Ultimate.ai was founded in November 2016 and launched its first product in summer 2017. It now has more than 25 enterprise clients, including the likes of Zalando, Telia and Finnair. It also touts partnerships with tech giants including SAP, Microsoft, Salesforce and Genesys — integrating with their Contact Center solutions.
“We partner with these players both technically (on client deployments) and commercially (via co-selling). We also list our solution on their Marketplaces,” he notes.
Up to taking in its first seed round now it had raised an angel round of €230k in March 2017, as well as relying on revenue generated by the product as soon as it launched.
The $1.3M seed round is co-led by Holtzbrinck Ventures and Maki.vc.
Kainulainen says one of the “key strengths” of Ultimate.ai’s approach to AI for text-based customer service touch-points is rapid set-up when it comes to ingesting a client’s historical customer logs to train the suggestion system.
“Our proprietary clustering algorithms automatically cluster our customer’s historical data (chat, email, knowledge base) to train our neural network. We can go from millions of lines of unstructured data into a trained deep neural network within a day,” he says.
“Alongside this, our state-of-the-art transfer learning algorithms can seed the AI with very limited data — we have deployed Contact Center automation for enterprise clients with as little as 500 lines of historical conversation.”
Ultimate.ai’s proprietary NLP achieves “state-of-the-art accuracy at 98.6%”, he claims.
It can also make use of what he dubs “semi-supervised learning” to further boost accuracy over time as agents use the tool.
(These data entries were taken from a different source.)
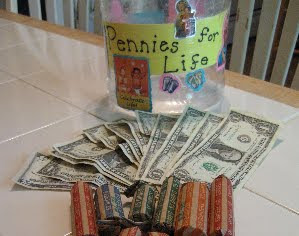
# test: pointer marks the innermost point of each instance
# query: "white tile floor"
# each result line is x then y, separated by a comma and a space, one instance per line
46, 87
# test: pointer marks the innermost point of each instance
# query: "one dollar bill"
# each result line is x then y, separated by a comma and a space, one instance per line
27, 177
146, 121
112, 162
176, 139
236, 149
162, 127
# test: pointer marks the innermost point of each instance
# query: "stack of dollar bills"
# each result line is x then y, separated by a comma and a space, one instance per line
193, 146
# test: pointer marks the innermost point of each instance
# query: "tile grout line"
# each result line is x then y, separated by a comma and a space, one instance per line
43, 127
60, 99
270, 200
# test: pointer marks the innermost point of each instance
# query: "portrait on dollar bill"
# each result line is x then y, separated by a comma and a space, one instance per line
225, 153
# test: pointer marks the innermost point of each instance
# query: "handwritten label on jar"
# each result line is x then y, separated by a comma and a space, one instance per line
165, 53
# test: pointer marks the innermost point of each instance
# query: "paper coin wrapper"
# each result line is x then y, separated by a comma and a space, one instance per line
83, 211
165, 212
221, 216
156, 234
143, 204
108, 203
192, 210
133, 231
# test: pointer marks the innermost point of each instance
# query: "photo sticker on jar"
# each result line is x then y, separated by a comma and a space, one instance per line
185, 24
196, 79
132, 78
221, 61
169, 83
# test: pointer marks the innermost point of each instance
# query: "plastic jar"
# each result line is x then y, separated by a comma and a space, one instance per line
165, 54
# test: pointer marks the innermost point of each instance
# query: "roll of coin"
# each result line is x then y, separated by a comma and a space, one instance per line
156, 234
221, 216
133, 231
143, 204
192, 209
83, 210
164, 216
108, 203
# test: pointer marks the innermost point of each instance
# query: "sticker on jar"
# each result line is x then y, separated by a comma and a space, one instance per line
185, 24
132, 79
169, 83
196, 79
221, 61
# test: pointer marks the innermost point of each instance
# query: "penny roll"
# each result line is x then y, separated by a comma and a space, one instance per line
143, 204
192, 210
83, 210
133, 231
165, 212
108, 203
221, 216
156, 234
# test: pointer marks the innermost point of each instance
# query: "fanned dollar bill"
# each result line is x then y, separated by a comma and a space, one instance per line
112, 162
161, 129
100, 133
142, 139
175, 140
128, 152
122, 129
74, 161
236, 149
146, 121
62, 170
29, 179
208, 126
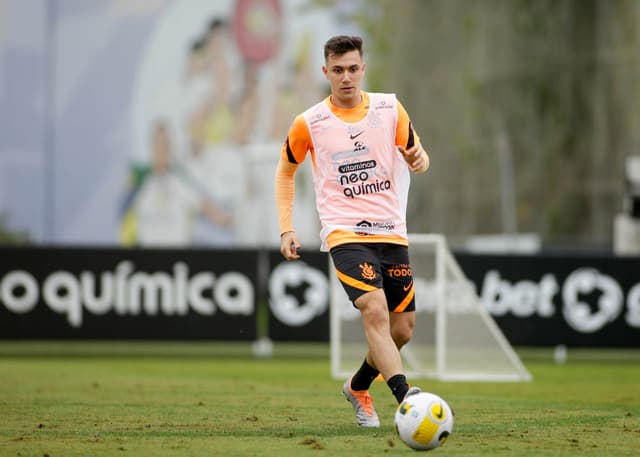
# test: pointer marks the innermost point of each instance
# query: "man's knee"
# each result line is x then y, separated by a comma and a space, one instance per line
373, 308
402, 332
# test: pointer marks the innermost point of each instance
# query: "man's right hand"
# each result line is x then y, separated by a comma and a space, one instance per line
289, 245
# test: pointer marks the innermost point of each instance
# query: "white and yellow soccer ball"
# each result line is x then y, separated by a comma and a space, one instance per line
424, 421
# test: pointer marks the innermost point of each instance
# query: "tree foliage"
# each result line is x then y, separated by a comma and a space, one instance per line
527, 107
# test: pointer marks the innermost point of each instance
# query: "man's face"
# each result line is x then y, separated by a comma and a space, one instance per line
344, 73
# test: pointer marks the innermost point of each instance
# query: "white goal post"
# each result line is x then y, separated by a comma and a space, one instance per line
455, 337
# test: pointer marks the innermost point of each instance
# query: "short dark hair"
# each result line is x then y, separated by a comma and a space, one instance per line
341, 44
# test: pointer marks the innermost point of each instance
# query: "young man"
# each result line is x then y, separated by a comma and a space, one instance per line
363, 148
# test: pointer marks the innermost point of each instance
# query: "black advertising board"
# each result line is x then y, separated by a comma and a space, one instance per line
299, 298
544, 299
81, 293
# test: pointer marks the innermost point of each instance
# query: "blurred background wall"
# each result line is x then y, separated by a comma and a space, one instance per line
529, 110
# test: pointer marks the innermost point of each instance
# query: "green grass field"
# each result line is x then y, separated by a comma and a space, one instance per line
205, 399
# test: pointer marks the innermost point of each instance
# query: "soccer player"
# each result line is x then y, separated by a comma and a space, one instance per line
362, 147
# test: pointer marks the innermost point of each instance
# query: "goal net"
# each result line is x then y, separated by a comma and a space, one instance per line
455, 337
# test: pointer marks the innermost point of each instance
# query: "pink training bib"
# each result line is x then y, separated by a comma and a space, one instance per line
361, 180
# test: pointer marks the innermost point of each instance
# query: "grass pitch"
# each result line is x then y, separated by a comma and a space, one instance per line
208, 399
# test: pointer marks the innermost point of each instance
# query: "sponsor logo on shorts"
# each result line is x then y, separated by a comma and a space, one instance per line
402, 270
367, 271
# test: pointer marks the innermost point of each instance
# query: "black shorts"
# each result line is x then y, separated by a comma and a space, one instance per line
365, 267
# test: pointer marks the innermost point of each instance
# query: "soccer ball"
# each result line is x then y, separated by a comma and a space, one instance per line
424, 421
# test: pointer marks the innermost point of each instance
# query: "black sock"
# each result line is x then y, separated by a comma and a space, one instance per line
398, 385
364, 376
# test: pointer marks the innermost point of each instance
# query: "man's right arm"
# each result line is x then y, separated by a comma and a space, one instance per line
293, 152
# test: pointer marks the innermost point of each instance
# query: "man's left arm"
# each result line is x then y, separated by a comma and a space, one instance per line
408, 143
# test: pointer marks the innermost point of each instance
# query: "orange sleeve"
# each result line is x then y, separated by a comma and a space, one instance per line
298, 142
293, 152
285, 193
406, 136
“Finally, we leverage transfer learning to apply a single algorithmic model across all clients, scaling our learnings from client-to-client and constantly improving our solution,” he adds.
On the competitive front, it’s going up against the likes of IBM’s Watson AI. However Kainulainen argues that IBM’s manual tools — which he argues “require large onboarding projects and are limited in languages with no self-learning capabilities” — make that sort of manual approach to chatbot building “unsustainable in the long-term”.
He also contends that many rivals are saddled with “lengthy set-up and heavy maintenance requirements” which makes them “extortionately expensive”.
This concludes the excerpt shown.